I have a graph with $10$ vertices, all of which are degree $3$: 
I am trying to show it is either planar or nonplanar, so I use the circle-chord method to create a circuit $abcdefghija$ (easy since the circuit already exists) and then add the chords $(a,f)$, $(b,j)$, $(c,h)$, $(d,i)$, and $(e,g)$.
I put $(b,j)$, $(e,g)$, and $(d,i)$ inside first, then put $(a,f)$ outside using inside-outside symmetry to avoid edge crossing, however, $(c,h)$ now can't be drawn either inside or outside without crossing edges, making the graph nonplanar.
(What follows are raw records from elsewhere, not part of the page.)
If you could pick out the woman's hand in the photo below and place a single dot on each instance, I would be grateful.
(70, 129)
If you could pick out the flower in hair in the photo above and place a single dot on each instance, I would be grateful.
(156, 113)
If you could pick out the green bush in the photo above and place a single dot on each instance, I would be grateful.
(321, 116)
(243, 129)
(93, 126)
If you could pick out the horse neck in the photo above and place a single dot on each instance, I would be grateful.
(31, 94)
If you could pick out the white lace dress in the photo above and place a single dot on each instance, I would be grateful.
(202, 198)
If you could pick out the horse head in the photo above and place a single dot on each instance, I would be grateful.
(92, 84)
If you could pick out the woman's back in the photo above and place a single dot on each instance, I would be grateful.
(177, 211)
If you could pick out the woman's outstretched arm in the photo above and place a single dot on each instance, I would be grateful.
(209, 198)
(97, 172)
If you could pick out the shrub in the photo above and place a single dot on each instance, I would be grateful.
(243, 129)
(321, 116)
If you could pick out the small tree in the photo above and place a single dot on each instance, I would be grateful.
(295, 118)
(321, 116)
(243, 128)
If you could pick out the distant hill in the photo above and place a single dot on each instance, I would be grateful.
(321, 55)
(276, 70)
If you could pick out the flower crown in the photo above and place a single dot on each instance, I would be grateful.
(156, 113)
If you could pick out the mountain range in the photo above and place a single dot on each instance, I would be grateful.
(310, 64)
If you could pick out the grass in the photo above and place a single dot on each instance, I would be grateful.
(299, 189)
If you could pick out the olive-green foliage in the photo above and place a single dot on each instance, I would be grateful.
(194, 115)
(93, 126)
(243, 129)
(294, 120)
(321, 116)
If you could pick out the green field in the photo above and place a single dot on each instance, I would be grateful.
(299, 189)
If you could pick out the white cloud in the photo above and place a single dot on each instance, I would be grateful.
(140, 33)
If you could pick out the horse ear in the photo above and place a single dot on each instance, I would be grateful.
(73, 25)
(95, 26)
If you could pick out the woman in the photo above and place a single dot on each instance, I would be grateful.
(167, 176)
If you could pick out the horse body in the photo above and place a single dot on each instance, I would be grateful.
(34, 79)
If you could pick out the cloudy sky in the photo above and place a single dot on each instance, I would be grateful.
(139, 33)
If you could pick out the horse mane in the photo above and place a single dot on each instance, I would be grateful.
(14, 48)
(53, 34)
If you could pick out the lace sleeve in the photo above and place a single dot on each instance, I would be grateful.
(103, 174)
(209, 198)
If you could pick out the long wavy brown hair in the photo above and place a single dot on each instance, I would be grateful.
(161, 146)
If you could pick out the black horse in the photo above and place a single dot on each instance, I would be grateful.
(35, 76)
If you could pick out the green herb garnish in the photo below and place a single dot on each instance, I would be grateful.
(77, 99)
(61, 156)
Now I must show that either a $K_5$ or $K_{3,3}$ configuration exists for the nonplanar graph, but I don't know how to whittle $10$ vertices down to either $5$ or $3,3$. How do I do this from a graph with so many vertices?
You can create $K_{3,3}$ as following:
First note that for $K_5$ we need 5 edges with degree 4. That could be possible with edge contraction, but it is very unlikely. So we need to find $K_{3,3}$. To find $K_{3,3}$, we need a graph with six vertices with degree three each. I then just tried to contract four edges so that there were only six vertices left. I was lucky that it became $K_{3,3}$. Otherwise, I had tried to contract four other edges.